His own face is the thing he refuses to give us. A dark silhouette of a man in a hat fills the centre of the frame, head and shoulders rendered as pure shadow, and behind that absence the city goes on: a window, a tower receding into pale sky, the iron lattice of the El station looking toward Tudor City. Louis Faurer has photographed himself in 1946 as a hole cut into Manhattan, a man present only as the shape he blocks from the light.

The eye keeps trying to enter him and slides off, into the lit interior framed by the window, where another figure sits small and turned away, anonymous, a stranger occupying the very space where the self should be. Around the edges the curtain's scalloped lace, a hat rack to the right, a glowing sign to the left — the furniture of a diner or a window display — crowd in like the ordinary clutter we walk past without seeing. Faurer saw it, and used it to frame his own erasure.

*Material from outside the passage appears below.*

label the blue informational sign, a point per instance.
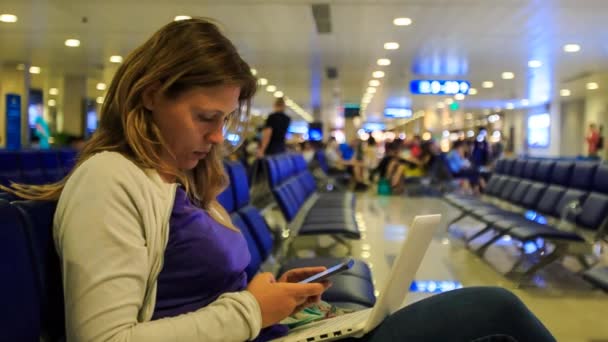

To make a self-portrait by disappearing is a particular kind of honesty. The walker in the city is always partly a ghost, half-attached to the crowds he moves among, recording everyone but himself. Here the recorder steps into the picture only to dissolve, leaving the buildings to stand for him, the lamps to keep their small vigil. He is the darkest thing in the photograph and the least knowable, a man who would rather show you the street he loved than the face that loved it.